10 Questions in 10 days: Do the Redskins have a 1,000-yard WR?

With Redskins Training Camp set to begin July 26th, JP Finlay takes a look at 10 of the most pressing questions for the Burgundy and Gold before the team heads to Richmond. 

No. 10: Major questions at linebacker on Redskins depth chart 

No. 9: What is Kevin O’Connell's new role in Redskins offense?

No. 8: More investments on D-Line, but who goes where?

No. 7: Do the Redskins have a 1,000-yard WR?

No Redskins receiver broke the 1,000-yard mark in 2017, and bluntly, the receiver position did not unfold like the front office designed.

Terrelle Pryor proved a free agent flop, and while Josh Doctson flashed talent, the consistency did not follow. Jamison Crowder led Washington with 789 receiving yards while 34-year-old tight end Vernon Davis was the team's second-leading receiver. 
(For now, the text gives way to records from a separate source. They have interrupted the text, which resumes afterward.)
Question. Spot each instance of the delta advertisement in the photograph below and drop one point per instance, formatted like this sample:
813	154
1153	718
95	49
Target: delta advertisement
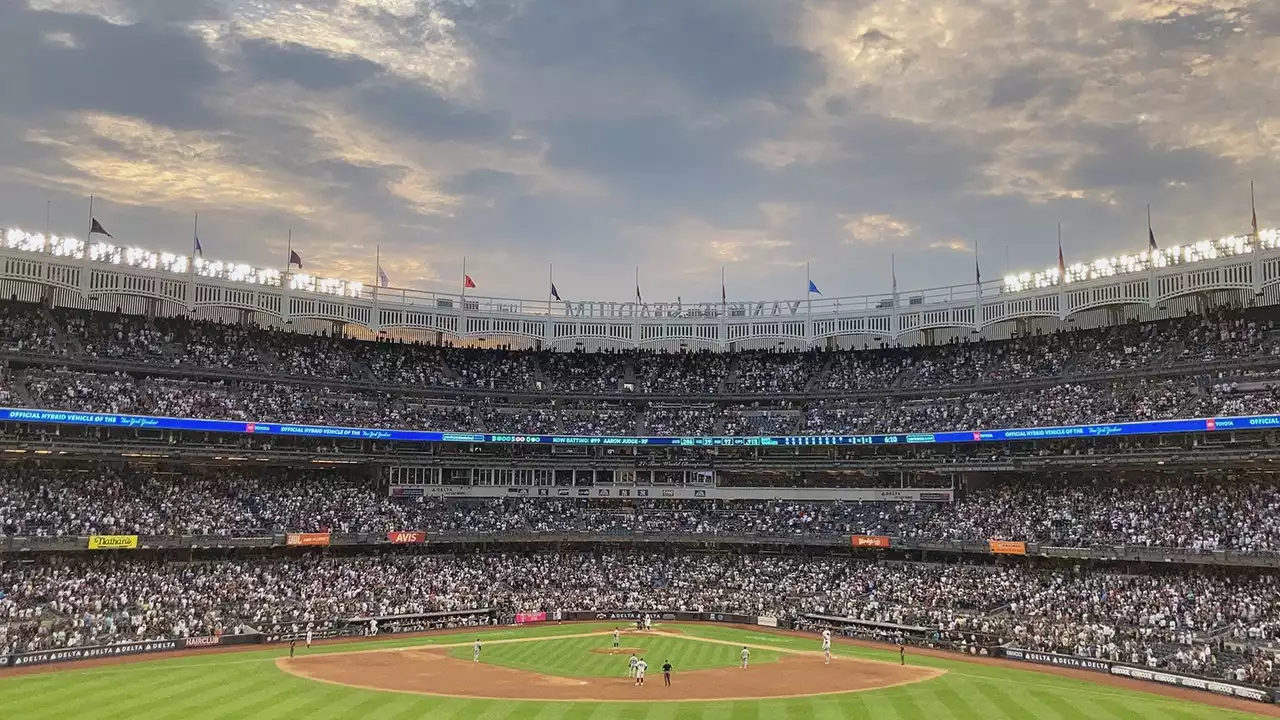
73	654
113	542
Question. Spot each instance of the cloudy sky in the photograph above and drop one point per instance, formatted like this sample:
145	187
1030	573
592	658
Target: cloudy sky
677	136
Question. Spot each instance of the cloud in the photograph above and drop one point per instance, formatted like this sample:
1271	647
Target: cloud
307	67
681	137
876	228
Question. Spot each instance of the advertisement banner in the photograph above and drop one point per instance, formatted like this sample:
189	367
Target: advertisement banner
1219	687
659	615
306	540
113	542
1059	660
1008	547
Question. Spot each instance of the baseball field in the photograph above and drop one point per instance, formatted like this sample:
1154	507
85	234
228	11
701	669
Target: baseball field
551	671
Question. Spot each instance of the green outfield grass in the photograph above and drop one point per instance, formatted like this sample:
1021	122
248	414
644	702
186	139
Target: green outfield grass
247	684
574	657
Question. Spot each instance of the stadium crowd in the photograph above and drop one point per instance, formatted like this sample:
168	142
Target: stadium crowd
1194	514
1176	620
181	342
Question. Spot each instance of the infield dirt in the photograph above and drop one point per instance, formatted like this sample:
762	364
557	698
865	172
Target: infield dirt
433	671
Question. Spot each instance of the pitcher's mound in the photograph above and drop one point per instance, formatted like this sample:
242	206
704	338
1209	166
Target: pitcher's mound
433	671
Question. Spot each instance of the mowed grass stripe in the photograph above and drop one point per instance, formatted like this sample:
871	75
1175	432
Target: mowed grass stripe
250	686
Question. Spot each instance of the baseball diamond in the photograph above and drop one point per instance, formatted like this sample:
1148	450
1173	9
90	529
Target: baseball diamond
421	677
218	519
The Redskins need more at wideout in 2018, and the front office acted on it. 

The team signed Paul Richardson in free agency, and advanced statistics suggest he could make an impact right away. Richardson has vertical speed in a way the organization hasn't had since DeSean Jackson went to Tampa two seasons ago. 

Doctson could emerge as a true No. 1 WR, and Richardson's speed will help. Sources inside Redskins Park question if Doctson is the type of wideout that can beat cornerbacks off the line. Instead, the team believes Doctson is best when using his athleticism to go up and get balls. That skill set was best illustrated for Doctson in the end zone, where he grabbed six TDs last season. 

Crowder could again lead the Redskins in receiving yards. New QB Alex Smith likes to look to his inside receivers, and with defenses having to account for more speed on the field in Richardson, Crowder should get plenty of open looks. 

Ultimately, the question is if the Redskins will have a 1,000-yard receiver. The answer is an unknown, but the evidence suggests they won't.

No 1,000-yard wideout does not spell doom for Washington. In the last two seasons, eight of 12 NFC playoff teams had a receiver get into four digits. Among the teams that did not get that kind of production from one wide receiver: 2017 Philadelphia Eagles. Remember, that team won the Super Bowl. 

Further down the roster, Washington has contributors but unlikely a breakout star. Maurice Harris has great hands and Robert Davis has shown plenty of athleticism, but significant production would be a surprise. Rookie Trey Quinn could be a player that helps the 'Skins, particularly should Crowder get banged up this year like he did last year, but a 1,000-yard season for a 7th-round rookie seems pretty absurd.